Even though he was born of a white mother and an African father, Barack Obama is commonly referred to as the first black president. That’s a sign, sociologists say, that America’s “one-drop rule” — a vestige of the United States’ segregationist past — is still with us.
Under the one-drop rule, a person with even minimal African ancestry (one drop of black blood) was considered black. In the Jim Crow South, such people were denied the rights and opportunities accorded to whites — unless they had sufficiently light skin and Caucasian features to conceal their African ancestry and “pass” themselves off as white.
Racial “passing” still takes place today, University of Vermont sociologist Nikki Khanna reports in a new study, but in different ways. Light-skinned people with African ancestry might pass themselves off as white or as black, depending on the situation. And biracial people with one white parent and one black parent are more likely for various reasons to identify themselves as black and even to conceal their white ancestry, Khanna said.
A person’s racial identity is determined not just by society; it also can be self-defined.
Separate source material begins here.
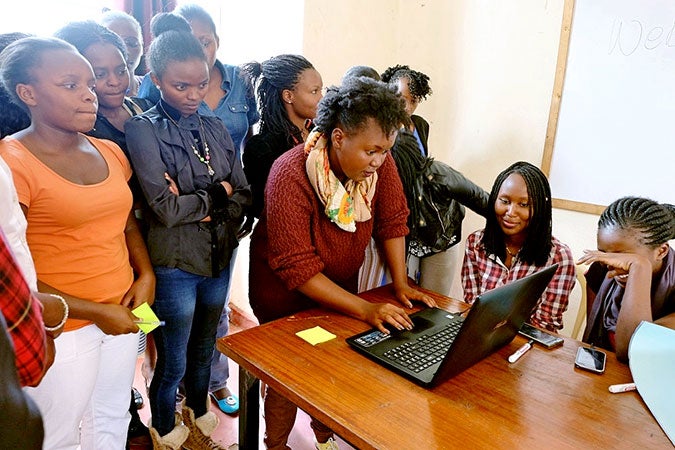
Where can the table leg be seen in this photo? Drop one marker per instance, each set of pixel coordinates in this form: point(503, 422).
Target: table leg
point(249, 414)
Even people who regard themselves as biracial often are inclined to pass themselves off as monoracial, Khanna reports in an article, co-written with Cathryn Johnson of Emory University, published recently in Social Psychology Quarterly.
“While passing during the Jim Crow era involved passing as white,” they write, “we find a striking reverse pattern of passing today — only a few respondents situationally pass as white, while the majority of respondents describe situations in which they pass as black.”